Not a great friend of the Conservative party, indeed it’s vehemently hostile to the Johnson government, the paper tracked the promise of the Tories which began with a pledge to review gambling laws in its 2019 general election manifesto and a white paper was initially expected before the end of last year. That was then bumped into 2021 with The Guardian no hearing reports that a second delay is now almost inevitable.
Why?

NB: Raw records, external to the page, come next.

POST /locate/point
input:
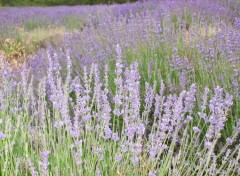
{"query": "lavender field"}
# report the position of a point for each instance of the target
(139, 89)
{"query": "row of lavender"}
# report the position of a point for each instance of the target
(153, 89)
(73, 126)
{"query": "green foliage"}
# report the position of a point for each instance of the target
(58, 2)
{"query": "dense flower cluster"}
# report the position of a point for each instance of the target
(140, 89)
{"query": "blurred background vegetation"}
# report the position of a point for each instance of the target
(58, 2)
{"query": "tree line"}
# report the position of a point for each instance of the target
(58, 2)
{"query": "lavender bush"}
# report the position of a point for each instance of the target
(136, 89)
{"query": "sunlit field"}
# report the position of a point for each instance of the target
(138, 89)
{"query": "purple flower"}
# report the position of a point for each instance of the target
(196, 129)
(2, 135)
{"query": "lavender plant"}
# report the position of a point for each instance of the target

Well, the paper notes the government is now unlikely to publish its proposals until after choosing who will win the next 10-year licence to run the National Lottery, a decision due in February 2022.
The delay, it reports, is also partly down to a ministerial reshuffle that involved John Whittingdale, who was widely seen as having a balanced view of the gambling industry, making way for Chris Philp, who talked tough at the recent GambleAware conference, outlining the need for affordability checks, a single customer view, and increased powers for the .
Speaking at the event last week, Philp said the white paper would be published “in the coming months”. However, irony of ironies, the key factor causing the anticipated delay is the mess the Gambling Commission has made in managing the tender process for the National Lottery licence; errors the regulator made forcing the government to extend the assessment of tenders by a further six months.
Once that is finally out of the way, the Commission will feature in another starring role with the gambling white paper following quickly after that.
However, Labour MP Carolyn Harris, who chairs the cross-party group examining gambling-related harm, said the wait had “gone on for long enough”.
“The government made a commitment to reform our gambling laws in 2019,” she commented. “Two years later they are still deliberating while the online industry is weakly regulated, reaps vast profits and people continue to be harmed.”